22 February 2009

Radicals in high places

There are times when I seem to have no impulse control. It often happens in bookstores. I was only passing time. Waiting for someone else to do something. The specifics are lost in a maze of trivia. But the book I bought while I intended to be "just waiting" is very much on my mind. Of course, I only finished reading it half an hour ago.

When I saw Laurie R. King's Touchstone on the shelf in paperback I was lost. Since I read Beekeeper's Apprentice back in 2001, I've been a sucker for her books. It doesn't seem to matter whether she's writing about Sherlock Holmes' replacement for dear old Dr. Watson, or the San Francisco detective, or the cult busting undercover agent, or an innocents' underground railroad, I've liked her books.

I was just grateful that the book had made it to paperback before I found it. I'm sure that saved me more than a dozen dollars. (Even so, a dozen dollars for the paperback makes me appreciate the 50¢ paperbacks of my youth.)

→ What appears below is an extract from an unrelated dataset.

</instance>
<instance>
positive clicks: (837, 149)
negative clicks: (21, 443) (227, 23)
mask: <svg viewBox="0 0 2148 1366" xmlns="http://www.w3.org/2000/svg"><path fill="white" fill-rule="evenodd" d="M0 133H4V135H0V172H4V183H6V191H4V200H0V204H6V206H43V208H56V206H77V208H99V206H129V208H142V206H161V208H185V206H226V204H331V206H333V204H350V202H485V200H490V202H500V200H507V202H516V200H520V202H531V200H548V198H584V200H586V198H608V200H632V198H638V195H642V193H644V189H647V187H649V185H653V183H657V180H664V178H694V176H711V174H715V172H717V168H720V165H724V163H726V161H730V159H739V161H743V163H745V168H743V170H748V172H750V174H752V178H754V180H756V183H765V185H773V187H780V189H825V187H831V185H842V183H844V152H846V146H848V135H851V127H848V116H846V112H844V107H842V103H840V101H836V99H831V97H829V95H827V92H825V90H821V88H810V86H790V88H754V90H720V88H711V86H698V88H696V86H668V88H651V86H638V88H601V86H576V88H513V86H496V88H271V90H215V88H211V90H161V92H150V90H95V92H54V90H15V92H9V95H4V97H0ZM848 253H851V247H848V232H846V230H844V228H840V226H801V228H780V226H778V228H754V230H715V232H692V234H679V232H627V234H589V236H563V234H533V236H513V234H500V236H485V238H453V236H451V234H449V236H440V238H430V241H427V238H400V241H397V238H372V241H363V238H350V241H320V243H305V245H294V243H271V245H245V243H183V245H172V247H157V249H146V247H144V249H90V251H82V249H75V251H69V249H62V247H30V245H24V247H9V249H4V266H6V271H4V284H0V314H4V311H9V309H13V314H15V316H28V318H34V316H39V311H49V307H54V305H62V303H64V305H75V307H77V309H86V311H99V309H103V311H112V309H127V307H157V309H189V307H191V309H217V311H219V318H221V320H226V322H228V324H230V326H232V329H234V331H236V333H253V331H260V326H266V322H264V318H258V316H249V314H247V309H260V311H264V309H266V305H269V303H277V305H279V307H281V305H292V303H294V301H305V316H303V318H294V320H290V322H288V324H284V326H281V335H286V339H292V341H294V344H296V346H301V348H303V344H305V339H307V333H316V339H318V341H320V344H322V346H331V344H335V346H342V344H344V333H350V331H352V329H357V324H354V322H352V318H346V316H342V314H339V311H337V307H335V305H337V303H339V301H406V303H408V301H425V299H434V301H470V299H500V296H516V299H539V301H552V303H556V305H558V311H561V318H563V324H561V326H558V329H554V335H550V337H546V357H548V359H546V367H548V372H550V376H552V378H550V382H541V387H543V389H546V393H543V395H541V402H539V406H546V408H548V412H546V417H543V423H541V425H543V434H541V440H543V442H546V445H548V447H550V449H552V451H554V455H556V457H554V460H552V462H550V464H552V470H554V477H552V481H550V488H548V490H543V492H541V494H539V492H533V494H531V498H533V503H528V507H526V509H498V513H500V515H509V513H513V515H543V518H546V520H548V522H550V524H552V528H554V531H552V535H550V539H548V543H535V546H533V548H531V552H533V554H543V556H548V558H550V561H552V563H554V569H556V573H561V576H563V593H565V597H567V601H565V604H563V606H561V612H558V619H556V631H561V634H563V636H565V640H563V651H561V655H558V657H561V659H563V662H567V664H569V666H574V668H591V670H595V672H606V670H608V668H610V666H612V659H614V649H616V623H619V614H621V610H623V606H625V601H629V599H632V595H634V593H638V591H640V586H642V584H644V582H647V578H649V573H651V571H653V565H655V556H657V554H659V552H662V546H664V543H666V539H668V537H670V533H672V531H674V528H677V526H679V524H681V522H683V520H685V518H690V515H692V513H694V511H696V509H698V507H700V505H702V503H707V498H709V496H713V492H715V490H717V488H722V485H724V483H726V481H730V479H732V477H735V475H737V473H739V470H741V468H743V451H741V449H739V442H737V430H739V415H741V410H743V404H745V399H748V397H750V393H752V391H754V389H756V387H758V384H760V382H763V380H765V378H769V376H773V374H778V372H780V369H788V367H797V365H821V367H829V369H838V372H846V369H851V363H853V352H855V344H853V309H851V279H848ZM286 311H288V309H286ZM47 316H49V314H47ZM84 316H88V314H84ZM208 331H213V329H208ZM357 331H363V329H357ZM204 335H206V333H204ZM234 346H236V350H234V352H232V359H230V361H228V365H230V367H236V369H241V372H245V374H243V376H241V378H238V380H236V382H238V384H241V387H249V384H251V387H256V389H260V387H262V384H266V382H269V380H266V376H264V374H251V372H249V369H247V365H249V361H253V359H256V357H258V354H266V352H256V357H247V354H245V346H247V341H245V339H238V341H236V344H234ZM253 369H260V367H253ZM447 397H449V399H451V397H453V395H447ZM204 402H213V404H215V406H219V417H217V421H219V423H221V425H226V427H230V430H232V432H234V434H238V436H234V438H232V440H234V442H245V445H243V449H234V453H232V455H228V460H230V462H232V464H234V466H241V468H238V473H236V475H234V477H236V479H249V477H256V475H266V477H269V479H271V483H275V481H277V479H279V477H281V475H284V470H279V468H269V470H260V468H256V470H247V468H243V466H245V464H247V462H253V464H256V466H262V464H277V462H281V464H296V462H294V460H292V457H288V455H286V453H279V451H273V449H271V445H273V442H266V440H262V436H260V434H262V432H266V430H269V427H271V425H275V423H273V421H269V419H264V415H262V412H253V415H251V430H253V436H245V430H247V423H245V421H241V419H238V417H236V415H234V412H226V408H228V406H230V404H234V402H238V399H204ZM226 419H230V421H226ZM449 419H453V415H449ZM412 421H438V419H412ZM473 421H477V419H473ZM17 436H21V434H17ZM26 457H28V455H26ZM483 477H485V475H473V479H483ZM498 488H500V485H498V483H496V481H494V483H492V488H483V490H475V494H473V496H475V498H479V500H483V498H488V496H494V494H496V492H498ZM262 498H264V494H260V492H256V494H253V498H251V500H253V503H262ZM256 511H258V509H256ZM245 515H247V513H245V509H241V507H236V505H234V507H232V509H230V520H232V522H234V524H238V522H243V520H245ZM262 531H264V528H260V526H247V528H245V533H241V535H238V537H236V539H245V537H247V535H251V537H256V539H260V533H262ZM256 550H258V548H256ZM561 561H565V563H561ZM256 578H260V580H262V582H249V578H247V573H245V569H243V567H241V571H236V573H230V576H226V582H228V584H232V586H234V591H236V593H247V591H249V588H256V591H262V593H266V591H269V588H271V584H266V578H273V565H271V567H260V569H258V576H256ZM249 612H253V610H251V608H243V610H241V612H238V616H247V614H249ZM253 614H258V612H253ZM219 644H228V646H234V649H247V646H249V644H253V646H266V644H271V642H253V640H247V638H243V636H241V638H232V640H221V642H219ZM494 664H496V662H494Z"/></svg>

Touchstone is a thriller set in mid-1920s England. An undercover FBI agent is paired with a British WWI veteran with PSTD. The veteran's sister is paired with Lady Hurleigh as progressive social activists. The veteran is also Lady Hurleigh's former suitor. The suit was ended by terrible, mostly psychological wounds the soldier suffered on a French battlefield. Lady Hurleigh is also paired with her current lover, a radical politician striving for legitimacy and political power. Lurking behind it all is a shadowy, semi-official intelligence agent who is planning to make Britain safe from reds and unrest, whether Britain wants that safety or not.

King tells the story quite slowly at first. It is a 550-page book. I slogged through the first half of the book. It could have used some energy and action. But the last third of the book makes up for the slowly-building tension. I had difficulty putting the book down while I read the last 100 pages.

I'd advise you to skim through the first half, but you'd might miss key elements that come into play later. You could probably live without them, but the ending does tie up all the loose ends -- well almost all. There could be a sequel, but it might be a romance novel.

Can you tell I liked this one? King has once again written a book I really like. She offers a believable picture of upper class English life and a plausible image of anti-Communist politics in J. Edgar's FBI and the infant MI5 of the 1920s.

I recommend it. Maybe this is the first recommendation for summer reading.